Increasing rebuild time and failure probability
Drive capacity has grown at a much faster rate than transfer speed, and error rates have only fallen a little in comparison. Therefore, larger-capacity drives may take hours if not days to rebuild, during which time other drives may fail or yet undetected read errors may surface. The rebuild time is also limited if the entire array is still in operation at reduced capacity. Given an array with only one redundant drive, a second drive failure would cause complete failure of the array. Even though individual drives' mean time between failure have increased over time, this increase has not kept pace with the increased storage capacity of the drives. The time to rebuild the array after a single drive failure, as well as the chance of a second failure during a rebuild, have increased over time.Some commentators have declared that RAID 6 is only a "band aid" in this respect, because it only kicks the problem a little further down the road. However, according to the 2006 NetApp study of Berriman et al., the chance of failure decreases by a factor of about 3,800 for a proper implementation of RAID 6, even when using commodity drives. Nevertheless, if the currently observed technology trends remain unchanged, in 2019 a RAID 6 array will have the same chance of failure as its RAID 5 counterpart had in 2010.
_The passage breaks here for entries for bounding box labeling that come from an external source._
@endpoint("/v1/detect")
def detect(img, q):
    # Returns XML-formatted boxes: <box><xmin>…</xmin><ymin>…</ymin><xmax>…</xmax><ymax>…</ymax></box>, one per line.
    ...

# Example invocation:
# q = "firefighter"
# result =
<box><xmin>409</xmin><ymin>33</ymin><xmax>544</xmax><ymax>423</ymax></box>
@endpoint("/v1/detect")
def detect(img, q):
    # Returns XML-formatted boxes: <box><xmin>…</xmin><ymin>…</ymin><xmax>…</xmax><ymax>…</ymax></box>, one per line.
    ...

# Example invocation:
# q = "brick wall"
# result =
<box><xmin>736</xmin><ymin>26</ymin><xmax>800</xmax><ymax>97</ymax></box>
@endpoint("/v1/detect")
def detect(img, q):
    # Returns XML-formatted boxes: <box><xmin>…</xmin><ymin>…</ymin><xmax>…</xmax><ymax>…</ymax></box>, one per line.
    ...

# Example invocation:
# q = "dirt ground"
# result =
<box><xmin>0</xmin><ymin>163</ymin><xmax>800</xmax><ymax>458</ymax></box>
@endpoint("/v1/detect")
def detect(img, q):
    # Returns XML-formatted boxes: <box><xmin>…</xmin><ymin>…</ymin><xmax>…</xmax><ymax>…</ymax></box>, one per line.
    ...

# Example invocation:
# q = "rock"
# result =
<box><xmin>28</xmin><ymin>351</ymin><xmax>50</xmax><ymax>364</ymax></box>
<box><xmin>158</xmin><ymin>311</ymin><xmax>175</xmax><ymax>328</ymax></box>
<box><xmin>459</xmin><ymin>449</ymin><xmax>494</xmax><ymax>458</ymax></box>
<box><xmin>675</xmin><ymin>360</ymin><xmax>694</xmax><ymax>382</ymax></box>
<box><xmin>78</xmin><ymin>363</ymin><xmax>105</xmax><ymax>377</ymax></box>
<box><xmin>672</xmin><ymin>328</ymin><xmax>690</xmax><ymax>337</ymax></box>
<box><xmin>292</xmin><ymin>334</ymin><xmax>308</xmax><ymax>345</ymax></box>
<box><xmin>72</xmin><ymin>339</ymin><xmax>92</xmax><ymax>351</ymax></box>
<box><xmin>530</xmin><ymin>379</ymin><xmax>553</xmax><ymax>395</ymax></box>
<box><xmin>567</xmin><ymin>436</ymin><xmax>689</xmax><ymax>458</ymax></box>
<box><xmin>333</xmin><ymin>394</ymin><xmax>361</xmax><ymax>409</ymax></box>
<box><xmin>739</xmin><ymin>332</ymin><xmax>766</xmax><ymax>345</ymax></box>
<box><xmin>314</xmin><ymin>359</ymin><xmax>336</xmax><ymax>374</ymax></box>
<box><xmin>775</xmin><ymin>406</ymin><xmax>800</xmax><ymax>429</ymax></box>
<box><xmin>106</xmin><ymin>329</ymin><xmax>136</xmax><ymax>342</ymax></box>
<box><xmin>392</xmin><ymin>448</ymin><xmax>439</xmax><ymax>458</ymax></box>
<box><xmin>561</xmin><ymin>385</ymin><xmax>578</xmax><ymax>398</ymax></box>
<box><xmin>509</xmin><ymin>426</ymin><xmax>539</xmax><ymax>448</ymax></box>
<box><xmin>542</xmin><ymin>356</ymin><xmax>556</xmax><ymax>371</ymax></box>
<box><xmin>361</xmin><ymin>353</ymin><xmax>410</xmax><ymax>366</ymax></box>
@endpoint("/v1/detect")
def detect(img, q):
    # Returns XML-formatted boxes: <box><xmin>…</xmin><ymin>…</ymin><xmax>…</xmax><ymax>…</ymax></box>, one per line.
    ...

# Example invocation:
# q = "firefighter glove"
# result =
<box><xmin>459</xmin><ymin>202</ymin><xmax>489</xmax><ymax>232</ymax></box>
Mirroring schemes such as RAID 10 have a bounded recovery time as they require the copy of a single failed drive, compared with parity schemes such as RAID 6, which require the copy of all blocks of the drives in an array set. Triple parity schemes, or triple mirroring, have been suggested as one approach to improve resilience to an additional drive failure during this large rebuild time.
Atomicity: including parity inconsistency due to system crashes
A system crash or other interruption of a write operation can result in states where the parity is inconsistent with the data due to non-atomicity of the write process, such that the parity cannot be used for recovery in the case of a disk failure. The RAID write hole is a known data corruption issue in older and low-end RAIDs, caused by interrupted destaging of writes to disk. The write hole can be addressed with write-ahead logging. Recently mdadm fixed it by introducing a dedicated journaling device for that purpose.This is a little understood and rarely mentioned failure mode for redundant storage systems that do not utilize transactional features. Database researcher Jim Gray wrote "Update in Place is a Poison Apple" during the early days of relational database commercialization.